GregorianCalendar Leap Years?
Does GregorianCalendar take into account Leap years when you use getTimeInMillis() ?
for the code :
Scanner in =new Scanner(new File("leap.txt"));
int y1= in.nextInt();
int m1= in.nextInt();
int d1= in.nextInt();
int y2= in.nextInt();
int m2= in.nextInt();
int d2= in.nextInt();
long da1 =new GregorianCalendar(y1,m1-1,d1).getTimeInMillis();
long da2 =new GregorianCalendar(y2,m2-1,d2).getTimeInMillis();
System.out.println(da1);
GregorianCalendar d =new GregorianCalendar();
d.setTimeInMillis(da2-da1);
System.out.println(d.get(Calendar.YEAR)-1970+"/"+
d.get(Calendar.MONTH)+"/"+d.get(Calendar.DAY_OF_MONTH));
When i input
1920 12 10
1990 1 15
I get 69/1/5
Thats the difference in year/month/day but since there are leap years, the day should be bigger than 5.
What am i doing wrong?
Yes, GregorianCalendar always accounts for leap years no matter what sensible thing you are doing.
But when you start doing whatever it is you are doing, all bets are off.
You find the number of milliseconds between two dates, apparently. And then you create a date which is that number of milliseconds after January 1, 1970. Then you do something that claims to convert that to years, months, and days.

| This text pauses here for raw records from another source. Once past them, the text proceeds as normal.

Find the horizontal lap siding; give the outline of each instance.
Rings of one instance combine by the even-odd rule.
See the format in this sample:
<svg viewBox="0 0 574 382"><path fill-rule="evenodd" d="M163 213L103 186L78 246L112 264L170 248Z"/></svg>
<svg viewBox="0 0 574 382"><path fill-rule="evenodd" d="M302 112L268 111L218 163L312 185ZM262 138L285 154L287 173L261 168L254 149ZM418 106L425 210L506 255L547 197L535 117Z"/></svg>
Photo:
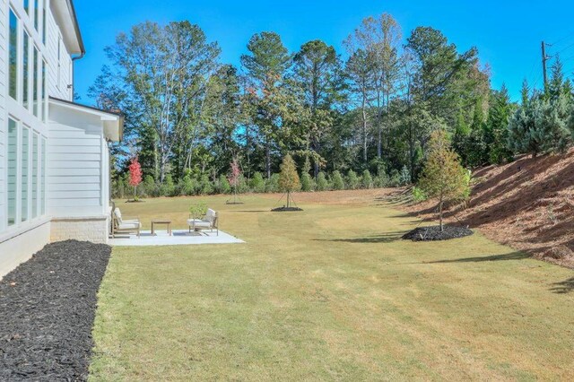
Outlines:
<svg viewBox="0 0 574 382"><path fill-rule="evenodd" d="M62 50L60 51L60 76L58 82L57 75L57 45L59 39L59 28L56 23L56 20L51 12L48 13L48 39L46 40L46 48L48 56L48 93L49 95L64 100L71 100L70 90L68 84L72 83L70 75L70 56L66 53L64 43L62 43Z"/></svg>
<svg viewBox="0 0 574 382"><path fill-rule="evenodd" d="M50 124L48 208L56 217L99 215L101 131Z"/></svg>

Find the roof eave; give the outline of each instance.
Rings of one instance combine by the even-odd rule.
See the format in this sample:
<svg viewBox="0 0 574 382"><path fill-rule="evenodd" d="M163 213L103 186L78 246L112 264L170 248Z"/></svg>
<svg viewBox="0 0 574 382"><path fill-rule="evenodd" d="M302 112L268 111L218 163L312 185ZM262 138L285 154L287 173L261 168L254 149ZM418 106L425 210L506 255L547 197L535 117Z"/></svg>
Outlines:
<svg viewBox="0 0 574 382"><path fill-rule="evenodd" d="M54 18L65 37L68 51L70 54L83 56L86 49L80 32L74 2L72 0L52 0L50 5L53 11L56 11L53 12Z"/></svg>

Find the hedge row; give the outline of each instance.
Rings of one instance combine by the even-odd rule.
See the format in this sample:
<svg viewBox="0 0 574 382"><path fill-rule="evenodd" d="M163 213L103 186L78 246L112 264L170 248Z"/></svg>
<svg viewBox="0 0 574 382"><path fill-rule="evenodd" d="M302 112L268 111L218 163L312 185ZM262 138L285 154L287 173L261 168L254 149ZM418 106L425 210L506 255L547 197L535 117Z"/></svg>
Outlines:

Your complaint about leap years highlights the reason your code is flawed. Suppose your two dates were 1 January 1920 and 1 January 1921. There are 366 days between those dates because 1920 was a leap year. But if you add 366 days to 1 January 1970 you get 2 January 1971 because 1970 was not a leap year, so your code is going to return 1 year, 0 months, 1 day.

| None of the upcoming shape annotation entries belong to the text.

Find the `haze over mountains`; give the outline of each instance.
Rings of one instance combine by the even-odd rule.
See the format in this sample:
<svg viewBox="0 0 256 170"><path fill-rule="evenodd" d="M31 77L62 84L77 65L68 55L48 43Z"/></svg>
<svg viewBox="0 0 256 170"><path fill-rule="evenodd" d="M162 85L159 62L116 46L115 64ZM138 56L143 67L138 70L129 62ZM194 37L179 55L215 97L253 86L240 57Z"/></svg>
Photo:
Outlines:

In general trying to convert milliseconds into years, months, and days is an undefined exercise because months have different lengths and so do years. Your solution applies a definition but evidently not the definition you want.
When you want a difference in months do you always want the first month to have 31 days and the second month have 28 days? My guess is that you don't. So stop a minute and work out what your definition is really.